Sunday, July 14, 2013

Where Are My Followers?

Unlike Hillary Clinton, when I opened a Twitter account, I didn't attract thousands of followers. More like one. This was back in the fall of 2008. I wanted to find an appealing way to stay in touch with my son, Alex. He suggested we tweet back and forth. Since I only hoped for a few pithy lines from him now and then, Twitter, with its 140-character limit, seemed the perfect medium.

Once I opened my Twitter account, I treated it as a private link to Alex rather than using it to expand my social network. Still, I loved our communications. Alex wrote clever, often hilarious, tweets to me, while I inclined toward overwrought poetic messages, such as this one:

"Saw a little fish leap out of the water with a littler fish in its mouth—beautiful and tragic."

Over time, our tweets petered out and we reverted to more traditional modes of communication, like phone and email. But it was fun while it lasted.

Recently, I decided to revive my Twitter efforts. I've been taking an online class that aims to help students use social media to increase the audience for their writing. But before tackling Twitter or Facebook, the instructor urged us to tweak our own blogs to make them as attractive as possible. Plus, I needed to come out of the closet. For the first time in many years of blogging, I created a home page that reveals my full name. In fact, you can access the home page by using the url barbarakriss.com.

One thing I've learned—it's hard as hell to keep up with 20-something techies when you're pushing 65. The recent redesign of my blog took me days of trial and error. At some point while I was tearing my hair out trying to get just the right background color, Alex decided to redesign his blog. As far as I can tell, it took him about five minutes and the result is fabulous.

Don't get me wrong. I had a fantastic experience trying out various templates, brushing up on my html, and taking risks (it seemed as if every time I altered the template code, I risked losing all my work). But my brain just doesn't have the hard wiring to do this stuff easily. And my brain is having an even harder time adapting to Twitter.

In order to generate traffic on Twitter, I have to tweet, or reply to other tweets, or retweet tweets I like. Preferably all three. The aim is to get lots of people to follow me. It helps to have a core group of followers to begin with and for that my contact list is the obvious place to start. Obvious, that is, if I weren't intent on protecting my privacy.

Twitter offers to search my contacts for friends who are already on Twitter, but that means I have to grant Twitter access to my contact list. I can't seem to get comfortable with that idea. Sure, I realize that Google already knows just about everything there is to know about me, but the thought of extending that to Twitter, or Facebook for that matter, fills me with vague paranoia. It was a major leap for me to associate my blog with my actual last name. Letting Twitter tap into my contact list seems like a bridge too far, at least for now.

Instead, I've started following people and organizations connected to areas I find interesting, like animal rights and aging. I've responded to tweets by people like Michael Pollan and Mark Bittman when I have something to say, but also in the hope that I'll gain some followers. It's been fun, time-consuming (some would say time-wasting), and has yet to yield me more than a few new followers. So much for promoting my writing, which there hasn't been much of lately anyway, in part due to the fact that I'm spending so much time on Twitter.

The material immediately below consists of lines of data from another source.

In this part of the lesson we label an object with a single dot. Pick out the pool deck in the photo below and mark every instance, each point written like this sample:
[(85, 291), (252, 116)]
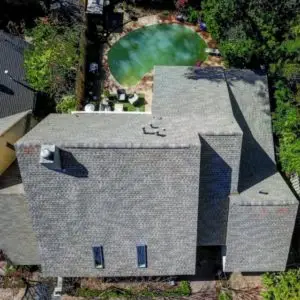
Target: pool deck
[(146, 84)]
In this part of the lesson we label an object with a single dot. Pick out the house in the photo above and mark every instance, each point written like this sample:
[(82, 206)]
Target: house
[(138, 194), (17, 101)]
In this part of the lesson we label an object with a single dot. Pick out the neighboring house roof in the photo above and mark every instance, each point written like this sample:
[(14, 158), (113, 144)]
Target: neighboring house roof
[(7, 122), (15, 95), (95, 6)]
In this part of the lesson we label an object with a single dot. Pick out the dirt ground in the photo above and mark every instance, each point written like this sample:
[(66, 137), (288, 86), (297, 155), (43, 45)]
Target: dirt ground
[(241, 287), (11, 294)]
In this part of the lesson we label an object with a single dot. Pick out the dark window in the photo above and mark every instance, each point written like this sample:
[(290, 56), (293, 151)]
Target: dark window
[(10, 146), (142, 256), (98, 257)]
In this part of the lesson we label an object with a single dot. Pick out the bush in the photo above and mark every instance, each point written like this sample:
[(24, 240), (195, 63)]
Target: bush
[(183, 289), (224, 296), (192, 15), (286, 125), (282, 285), (67, 104), (51, 62)]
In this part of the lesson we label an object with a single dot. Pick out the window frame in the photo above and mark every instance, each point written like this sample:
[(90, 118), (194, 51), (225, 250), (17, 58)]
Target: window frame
[(141, 251), (98, 261)]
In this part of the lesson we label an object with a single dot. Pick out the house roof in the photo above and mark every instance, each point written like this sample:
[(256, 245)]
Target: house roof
[(15, 95), (8, 122), (183, 106), (196, 97)]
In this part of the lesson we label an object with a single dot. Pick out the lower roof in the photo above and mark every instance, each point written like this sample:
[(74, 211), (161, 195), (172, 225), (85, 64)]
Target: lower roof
[(184, 106)]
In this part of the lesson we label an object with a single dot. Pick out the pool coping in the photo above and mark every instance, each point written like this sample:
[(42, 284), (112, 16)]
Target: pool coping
[(144, 86)]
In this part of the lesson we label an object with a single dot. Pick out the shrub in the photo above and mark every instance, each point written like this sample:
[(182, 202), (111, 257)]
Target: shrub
[(224, 296), (287, 126), (282, 285), (183, 289), (51, 62), (67, 104)]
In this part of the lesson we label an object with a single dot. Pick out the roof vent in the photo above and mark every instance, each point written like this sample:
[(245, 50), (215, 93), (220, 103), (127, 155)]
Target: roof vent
[(50, 157), (154, 127), (89, 107), (45, 153)]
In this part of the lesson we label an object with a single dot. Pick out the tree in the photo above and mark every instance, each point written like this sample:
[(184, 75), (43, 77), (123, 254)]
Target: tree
[(287, 127), (51, 62), (67, 104)]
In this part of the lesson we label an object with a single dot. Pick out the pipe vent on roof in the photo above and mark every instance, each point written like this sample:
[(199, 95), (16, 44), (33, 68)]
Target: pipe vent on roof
[(155, 127), (50, 157)]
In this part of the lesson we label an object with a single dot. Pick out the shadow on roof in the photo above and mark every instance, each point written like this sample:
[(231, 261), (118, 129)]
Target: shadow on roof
[(11, 176), (214, 188), (71, 166), (255, 165)]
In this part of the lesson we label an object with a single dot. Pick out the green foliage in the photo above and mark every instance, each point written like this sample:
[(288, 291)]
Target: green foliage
[(219, 15), (67, 104), (255, 32), (224, 296), (51, 62), (183, 289), (282, 286), (238, 52), (287, 126), (192, 15)]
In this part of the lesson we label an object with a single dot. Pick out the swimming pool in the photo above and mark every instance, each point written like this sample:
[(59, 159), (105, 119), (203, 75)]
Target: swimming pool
[(138, 52)]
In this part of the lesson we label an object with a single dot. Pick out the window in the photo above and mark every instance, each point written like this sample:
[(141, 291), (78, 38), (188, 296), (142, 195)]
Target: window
[(98, 257), (10, 146), (142, 256)]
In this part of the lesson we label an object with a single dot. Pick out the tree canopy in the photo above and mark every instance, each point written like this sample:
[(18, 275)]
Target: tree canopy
[(252, 33), (51, 62)]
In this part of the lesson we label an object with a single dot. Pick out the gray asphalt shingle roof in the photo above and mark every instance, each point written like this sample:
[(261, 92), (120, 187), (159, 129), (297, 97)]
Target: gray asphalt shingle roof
[(15, 96), (207, 110)]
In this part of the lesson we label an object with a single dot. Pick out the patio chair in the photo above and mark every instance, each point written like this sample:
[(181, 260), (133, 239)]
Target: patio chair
[(121, 94), (133, 99), (212, 51), (118, 107), (93, 68)]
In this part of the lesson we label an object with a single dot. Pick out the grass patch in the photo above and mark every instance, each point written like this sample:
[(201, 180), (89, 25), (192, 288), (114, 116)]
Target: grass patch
[(183, 289), (140, 104)]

Maybe it's my age cohort—if most of my potential audience tends not to use Twitter, how will I create my desired social network by using it myself? On the other hand, if people who might enjoy my blog are on Twitter, how do I find them? Which leads to the larger question, why do I want to find them? But that's a subject for another blog, or better yet, a psychotherapist.

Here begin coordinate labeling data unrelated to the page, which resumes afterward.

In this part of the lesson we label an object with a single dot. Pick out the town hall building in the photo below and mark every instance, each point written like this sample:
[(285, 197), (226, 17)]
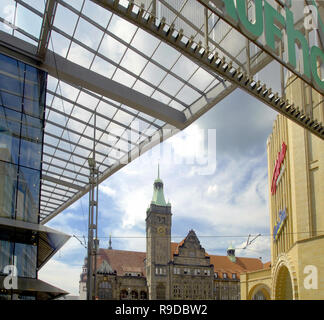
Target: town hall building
[(167, 270)]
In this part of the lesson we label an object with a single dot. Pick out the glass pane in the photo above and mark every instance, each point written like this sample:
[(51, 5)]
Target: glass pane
[(9, 135), (31, 142), (34, 94), (8, 189), (28, 195)]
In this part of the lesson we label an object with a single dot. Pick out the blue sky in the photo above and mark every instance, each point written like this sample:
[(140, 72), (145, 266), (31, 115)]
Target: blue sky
[(223, 206), (223, 196)]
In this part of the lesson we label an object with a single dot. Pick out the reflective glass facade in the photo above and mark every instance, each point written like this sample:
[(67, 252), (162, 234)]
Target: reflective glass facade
[(22, 104)]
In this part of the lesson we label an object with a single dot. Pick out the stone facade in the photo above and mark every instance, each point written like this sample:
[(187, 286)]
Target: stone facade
[(297, 246)]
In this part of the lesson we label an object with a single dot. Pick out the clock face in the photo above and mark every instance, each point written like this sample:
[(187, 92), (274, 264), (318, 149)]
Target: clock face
[(161, 230)]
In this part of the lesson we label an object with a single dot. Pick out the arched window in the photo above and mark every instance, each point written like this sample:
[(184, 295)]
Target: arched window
[(105, 290), (123, 295)]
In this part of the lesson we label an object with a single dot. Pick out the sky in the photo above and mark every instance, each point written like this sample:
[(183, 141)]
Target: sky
[(223, 198), (214, 172)]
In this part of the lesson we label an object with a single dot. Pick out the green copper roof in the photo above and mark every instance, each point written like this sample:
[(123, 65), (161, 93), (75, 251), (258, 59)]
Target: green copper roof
[(158, 194)]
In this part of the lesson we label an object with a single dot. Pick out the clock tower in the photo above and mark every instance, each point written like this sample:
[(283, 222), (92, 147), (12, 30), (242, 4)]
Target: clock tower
[(158, 243)]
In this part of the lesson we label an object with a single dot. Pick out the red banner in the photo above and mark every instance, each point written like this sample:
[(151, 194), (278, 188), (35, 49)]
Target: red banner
[(276, 173)]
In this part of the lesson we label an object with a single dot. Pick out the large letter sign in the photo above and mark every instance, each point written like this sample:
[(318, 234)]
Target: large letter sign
[(273, 25)]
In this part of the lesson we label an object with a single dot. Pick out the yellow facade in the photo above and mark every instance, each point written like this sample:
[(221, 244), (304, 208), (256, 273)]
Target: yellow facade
[(296, 200)]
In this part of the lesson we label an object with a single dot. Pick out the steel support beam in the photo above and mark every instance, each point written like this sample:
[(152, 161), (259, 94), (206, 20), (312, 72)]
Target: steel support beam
[(70, 72), (46, 28)]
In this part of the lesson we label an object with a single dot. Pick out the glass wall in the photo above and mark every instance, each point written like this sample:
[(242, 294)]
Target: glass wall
[(22, 103)]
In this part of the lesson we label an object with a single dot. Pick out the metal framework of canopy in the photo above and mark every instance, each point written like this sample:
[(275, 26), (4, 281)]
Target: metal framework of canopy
[(144, 77)]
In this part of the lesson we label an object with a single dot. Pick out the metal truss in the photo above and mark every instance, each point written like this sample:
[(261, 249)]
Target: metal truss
[(162, 95)]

Meanwhile, there's so much about Twitter I haven't even begun to understand, like how to use hashtags effectively. If any of you have insights to share, please post a comment. Or better yet, tweet me @bkriss.

2 comments:

  1. Good for you for taking the risks and challenging yourself! I'm still at the stage of, "why would I want to express my opinions to someone I don't know??" But if I could get my son to communicate....ahh, that would be a different story!!